To nominally maintain the appearance of honoring these treaty obligations, the federal government has distributed rations to Tribal communities since the 1800s. As the Sauk and Fox treaty reflects, the federal government emphasized “articles of subsistence,” not foods with cultural relevance or real nutritional value. Rations consisted of foods such as lard and wheat flour that were foreign to the diets of Tribal communities and many arrived “rancid and rotten.” In effect food they could not give away or sell to anyone else. Ration foods were usually unhealthy; given to prevent starvation rather than provide adequate nutrition, with a focus on “low-cost and shelf-life. ”Ironically natives have 5,000 years of farmers who have expert knowledge from trying out different strategies for dealing with heat, drought and water scarcity. Considering how they have been historically treated the question is why should they share that knowledge? But they do it is about the land and the care that it deserves more than the ignoble treatment historically by the invaders who have been poor shepherds of that land.
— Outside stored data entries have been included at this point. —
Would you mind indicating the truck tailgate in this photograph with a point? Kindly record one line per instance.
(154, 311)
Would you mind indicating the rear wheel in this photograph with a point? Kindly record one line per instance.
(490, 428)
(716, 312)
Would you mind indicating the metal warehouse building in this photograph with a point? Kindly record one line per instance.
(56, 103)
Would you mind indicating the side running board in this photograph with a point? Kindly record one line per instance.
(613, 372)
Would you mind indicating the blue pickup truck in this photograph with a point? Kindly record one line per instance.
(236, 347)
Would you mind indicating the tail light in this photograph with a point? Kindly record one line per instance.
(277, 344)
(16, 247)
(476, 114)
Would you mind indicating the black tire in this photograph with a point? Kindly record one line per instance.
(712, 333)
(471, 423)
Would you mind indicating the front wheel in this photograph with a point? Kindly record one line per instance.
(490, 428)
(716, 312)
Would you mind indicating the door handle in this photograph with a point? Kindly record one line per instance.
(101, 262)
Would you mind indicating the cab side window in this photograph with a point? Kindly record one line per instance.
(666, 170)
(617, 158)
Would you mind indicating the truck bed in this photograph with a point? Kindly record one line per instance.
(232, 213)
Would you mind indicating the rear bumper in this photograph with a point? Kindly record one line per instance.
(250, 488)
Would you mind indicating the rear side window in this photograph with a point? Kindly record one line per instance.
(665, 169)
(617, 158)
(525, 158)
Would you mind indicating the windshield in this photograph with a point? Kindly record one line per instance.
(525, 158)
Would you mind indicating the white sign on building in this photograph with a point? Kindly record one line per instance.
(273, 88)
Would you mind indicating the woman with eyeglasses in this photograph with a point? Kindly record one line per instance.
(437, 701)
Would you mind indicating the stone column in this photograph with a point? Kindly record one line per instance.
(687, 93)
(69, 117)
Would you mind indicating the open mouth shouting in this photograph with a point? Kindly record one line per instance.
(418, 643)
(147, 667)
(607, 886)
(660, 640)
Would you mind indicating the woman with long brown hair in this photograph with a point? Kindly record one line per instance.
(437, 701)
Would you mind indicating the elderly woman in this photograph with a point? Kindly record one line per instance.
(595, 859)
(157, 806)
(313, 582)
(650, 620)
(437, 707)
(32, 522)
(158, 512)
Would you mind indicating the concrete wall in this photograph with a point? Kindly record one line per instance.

Indigenous peoples in Arizona have known for millennia to plant under the shade of the mesquite and palo verde trees that mark the Sonoran Desert, shielding their crops from the intense sun and reducing the amount of water needed. The modern-day version of this can be seen in the Santa Catalina Mountains north of Tucson, where a canopy of elevated solar panels helps to protect rows of squash, tomatoes and onions. Even on a November afternoon, with the temperature climbing into the 80s, the air under the panels stays comfortably cool. Native communities across the country were some of the first to embrace passive rainwater harvesting and solar power.


Southern Arizona is an epicenter of the Resilience Gardening Movement not just because of the intense environmental pressures that the region faces but because of the presence of the Tohono O’odham Nation southwest of Tucson. Tohono O’odham farmer Sterling Johnson has long worked to spread knowledge of the Nation's farming practices and ancestral values. The San Xavier Cooperative Farm is run by members of the Tohono O’odham Nation in the Tucson area. Additionally, hundreds of years of government policies have left reservations with limited economic opportunities. As a result, First People have the highest poverty rate (one-in-four) and among the lowest labor force rate (61.1%) of any major racial group in the United States. Many tribes see climate change and the knowledge they have to survive it as a way to counter the disadvantages that have been forced on them now they can demand equity by writing their own books and teaching about their culture on their own terms. Because when people get hungry the color of the skin of the person feeding you tends to become irrelevant.


Editor's Note: American Indian and Alaska Native tribes are uniquely affected by climate change. Indigenous peoples have depended on a wide variety of native fungi, plant and animal species for food, medicine, ceremonies, community and economic health for countless generations. Climate change stands to impact the species and ecosystems that constitute tribal traditional foods that are vital to tribal culture, economy and traditional ways of life. Intelligent people should recognize that tribal access to traditional food resources is strongly influenced by the legal and regulatory relationship with the federal government that until now has been adversarial, The effect of climate on food security of the nation should garner support for the multi-faceted relationship that tribes have with places, ecological processes and species. Tribal participation in local, regional and national climate change adaptation strategies is key to building food-based resources, it can inform and strengthen the ability of both tribes and others to address and adapt to climate change impacts.